Myths and Facts About ADHD Every Parent Should Know

The myths about ADHD can prevent your child from getting the compassion, care, and treatment they need to flourish at school and in life. At Penguin Pediatrics, our pediatrician Dr. Umesh Kodu understands that attention-deficit hyperactivity disorder (ADHD) is a very real medical condition that has to do with differences in brain activity and development.

We’re ready to help your child manage their ADHD, so call one of our offices in Ashburn or Stone Ridge, Virginia, if you suspect your child has issues with inattention, impulsivity, or hyperactivity. Dr. Kodu customizes treatment to your child’s specific needs. We also help you learn about the condition and teach you how to deal with the many myths that create a stigma around ADHD.

Learn the facts and how to dispel these existing myths so you can be your child’s best advocate.

MYTH 1: ADHD isn’t real

Yes, all kids may be challenged in paying attention and following directions due to their age, but ADHD is real. Professional organizations, including the National Institutes of Health, the Centers for Disease Control and Prevention, and the American Psychiatric Association, all acknowledge ADHD as a medical condition.

MYTH 2: ADHD is a result of bad parenting

Your child’s fidgeting and impulsivity are not due to a lack of discipline. Research reveals that ADHD has a genetic component. Brain imaging also shows differences in the development of the brain in kids who have ADHD compared to those who do not.

MYTH 3: ADHD is a learning disability

ADHD is an attention issue and may affect a child’s ability to focus, but it doesn’t mean that your child isn’t intelligent or can’t master the skills to perform math, reading, and writing. Dr. Kodu can evaluate your child to determine if learning disabilities co-exist with their ADHD. Those with ADHD just learn differently and may need extra assistance in focusing so they can execute their work.

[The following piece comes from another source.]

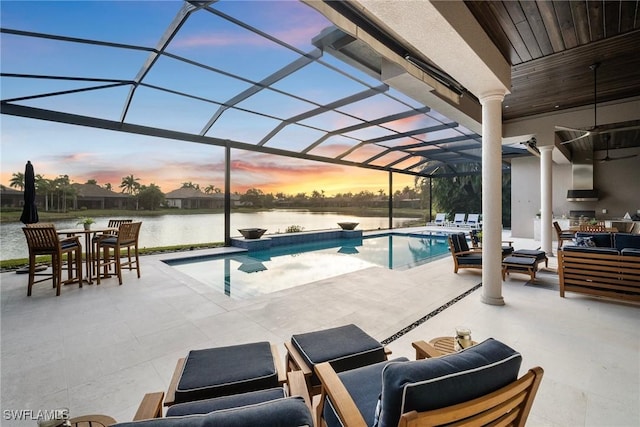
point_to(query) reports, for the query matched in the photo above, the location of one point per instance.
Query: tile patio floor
(100, 348)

MYTH 4: Only boys have ADHD

Both girls and boys can present with ADHD. While boys are diagnosed in higher numbers, many girls have ADHD symptoms that match those of boys and are at the risk of the same learning and behavioral obstacles. If your daughter demonstrates behaviors that suggest ADHD, contact our office for an evaluation.

MYTH 5: ADHD is overdiagnosed and overmedicated

The Centers for Disease Control and Prevention report that more than 6 million children are diagnosed with ADHD – equal to about 9% of kids. This represents an increase in diagnoses over the course of the past decade, leading many to suggest that ADHD cases are being exaggerated. Yes, more ADHD cases have been diagnosed, but this is likely due to a greater understanding of the condition and its symptoms.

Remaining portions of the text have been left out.